Do I need to use nn.Parameter() again when changing a tensor wrapped in nn.Parameter()?

DawidL · January 10, 2025, 2:50pm

I have the following code (removed some parts for clarity):

class Cell(nn.Module):
    def __init__(self, core_size, conn_size, conn_num):
        super().__init__()
        [...]
        core = torch.Tensor(core_size)
        self.core = nn.Parameter(core)
        nn.init.ones_(self.core)

    def forward(self, x):
        [...]
        self.core = torch.mul(self.core, x)
        [...]

Then I try to run it I get an error related to the operation in forward:

cannot assign ‘torch.FloatTensor’ as parameter ‘core’ (torch.nn.Parameter or None expected)

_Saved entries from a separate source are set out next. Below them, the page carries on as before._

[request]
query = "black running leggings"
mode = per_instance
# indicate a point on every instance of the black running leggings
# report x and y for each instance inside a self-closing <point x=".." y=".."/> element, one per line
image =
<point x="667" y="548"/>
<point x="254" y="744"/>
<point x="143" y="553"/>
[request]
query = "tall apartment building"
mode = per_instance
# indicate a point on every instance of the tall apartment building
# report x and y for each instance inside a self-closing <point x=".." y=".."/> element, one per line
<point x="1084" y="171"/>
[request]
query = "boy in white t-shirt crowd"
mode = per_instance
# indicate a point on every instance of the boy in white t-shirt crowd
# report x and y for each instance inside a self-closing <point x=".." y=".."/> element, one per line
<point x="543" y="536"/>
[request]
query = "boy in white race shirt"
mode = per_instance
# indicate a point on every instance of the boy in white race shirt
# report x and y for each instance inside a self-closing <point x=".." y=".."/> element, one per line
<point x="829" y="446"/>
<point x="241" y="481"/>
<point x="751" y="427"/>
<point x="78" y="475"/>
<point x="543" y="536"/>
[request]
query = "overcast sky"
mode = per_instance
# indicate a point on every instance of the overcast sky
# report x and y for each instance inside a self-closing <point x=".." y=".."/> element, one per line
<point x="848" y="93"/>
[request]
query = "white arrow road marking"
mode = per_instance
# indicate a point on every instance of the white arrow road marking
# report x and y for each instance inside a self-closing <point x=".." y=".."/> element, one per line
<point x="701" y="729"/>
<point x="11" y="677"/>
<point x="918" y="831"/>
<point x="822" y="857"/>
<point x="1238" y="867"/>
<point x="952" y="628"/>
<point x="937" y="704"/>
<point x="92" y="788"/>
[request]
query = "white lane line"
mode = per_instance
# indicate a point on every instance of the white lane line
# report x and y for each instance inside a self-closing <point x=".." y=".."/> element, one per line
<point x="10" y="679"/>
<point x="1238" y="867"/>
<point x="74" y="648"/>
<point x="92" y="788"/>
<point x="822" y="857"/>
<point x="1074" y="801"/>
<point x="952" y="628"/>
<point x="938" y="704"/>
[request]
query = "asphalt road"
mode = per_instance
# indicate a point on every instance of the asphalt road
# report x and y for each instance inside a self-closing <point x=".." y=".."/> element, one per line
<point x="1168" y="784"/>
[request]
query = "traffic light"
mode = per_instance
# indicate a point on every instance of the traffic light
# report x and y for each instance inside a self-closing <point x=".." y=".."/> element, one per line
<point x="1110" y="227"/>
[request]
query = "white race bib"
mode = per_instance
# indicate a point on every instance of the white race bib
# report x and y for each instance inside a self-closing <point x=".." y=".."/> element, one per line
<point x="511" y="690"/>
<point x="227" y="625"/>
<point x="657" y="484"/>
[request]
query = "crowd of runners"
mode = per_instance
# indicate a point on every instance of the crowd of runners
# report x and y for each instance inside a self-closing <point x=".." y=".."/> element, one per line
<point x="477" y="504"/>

I’m trying to change the self.core parameter based on the input and keep it stored within the model. Do I need to use torch.nn.Parameter again when adjusting the self.core parameter (e.q. self.core = torch.nn.Parameter(torch.mul(self.core, x)))? Would doing so reset the grad of self.core?

ptrblck · January 10, 2025, 3:45pm

The torch.mul operation is differentiable and is thus creating a non-leaf tensor. If you explicitly want to set this output as the new value of the trainable parameter self.core, instead of computing its gradient and updating it as is the common use case, you could do so in a no_grad context. Something like this should work:

def forward(self, x):
    [...]
    out = torch.mul(self.core, x)
    with torch.no_grad():
        self.core.copy_(out)
    [...]

However, make sure this is really what you want since you are creating a trainable parameter but are not using its gradients and would be updating it manually.

DawidL · January 11, 2025, 7:21am

Thank you for your response! I do believe that is what I want. Just to check, am I correctly assuming that I will still be able to backprop through this to any operations before torch.mul(), but with the old value of self.core being used in gradient calculations?